In my article I explained the waiting lists in Canada were very long and implied this leads to much suffering and death, I then cited a reliable source. For facts on this I refer you to a few places

1. My article on Socialized Medicine
2. Next is the article I quoted in my Mcbama; an article from Dr. Paul Hsieh and Lin Zinzer in the Objective Standard "Moral healthcare Vs Universal healthcare".
3. Lastly here is The Fraser Institutes (Canadian think tank) yearly “Waiting your turn” survey where they give the stats for waiting lists in Canada:

There are of course hundreds of other places to find stats about this and other things Mr. Wilson brought up, but for now I will just discuss this. The Red Herring in this case is when Wilson brings up the irrelevant information that American Emergency rooms are overcrowded and the waiting list in AMERICA is long. The main problem here is I have never disputed the fact that America has long waiting lines and overall not a very good health care system. This Red Herring allowed Wilson, and unfortunately many like him, to agree with a logical fallacy that perpetuates the myth of how great socialism is.

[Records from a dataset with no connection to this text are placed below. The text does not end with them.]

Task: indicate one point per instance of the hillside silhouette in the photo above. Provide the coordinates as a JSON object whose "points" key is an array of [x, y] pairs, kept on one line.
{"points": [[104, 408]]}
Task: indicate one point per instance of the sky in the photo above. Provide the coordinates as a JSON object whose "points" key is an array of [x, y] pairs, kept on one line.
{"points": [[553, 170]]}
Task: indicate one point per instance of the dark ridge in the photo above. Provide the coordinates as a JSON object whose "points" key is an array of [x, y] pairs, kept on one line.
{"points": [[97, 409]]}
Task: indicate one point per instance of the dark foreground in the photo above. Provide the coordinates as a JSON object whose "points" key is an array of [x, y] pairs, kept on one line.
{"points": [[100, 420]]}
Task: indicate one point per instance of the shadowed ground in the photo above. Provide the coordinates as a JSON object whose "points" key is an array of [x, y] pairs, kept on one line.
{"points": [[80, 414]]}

Also he has made the claim that developed countries are healthier, happier and live longer than American’s, assuming they have socialized medicine of course. There are a couple of problems here, the first is that once again he brings up the fact that America’s health care system isn’t working, which is something entirely different then the point I made of Obama bringing in socialized medicine and how this creates problems, the main one being long waiting lines. Now however, he is using it in a different way to try and persuade people that his point is right based merely off the fact that America’s mainly socialist and partly capitalist system isn’t work. Once again I have never disputed this fact. A second problem with this is that proving that a country has citizens who overall are healthier is hard to prove, and if they are happier it can easily be a subjective idea they have. The only claim he made which can be proven is life span. Which again is not something I’m debating here all I’m saying is that Obama is advocating Socialized medicine and that this is bad, one reason being that it causes such long waiting lines people die waiting.
The purpose of this blog is that I want everyone to think for themselves and do the research to find the truth.

Rhetoric and logical fallacies should not be taken seriously and should be denounced, even ridiculed. When we have a man who is outright lying to each and every one of us who might become president these are the things we need to watch out for. Rhetoric will not save our health care system, rhetoric will not save us from a nuclear Iran, and rhetoric will not get America energy dependent. We need principles, not rhetoric.

Think for yourselves.

2 comments:

Adam said...

Just a thought, dude. Just because some want universal healthcare does not mean we have to do it exactly like Canada. We learn from them, improve it, adapt it to the American lifestyle and standards, and go from there.

cedrac said...

I understand that is people's belief, but as I sarcastically said in my Mcbama article "maybe Obama will get socialism right this time." It doesn't matter how you try to implement socialized medicine, highly regulated medicine, somewhat regulated medicine, its not free its wrong.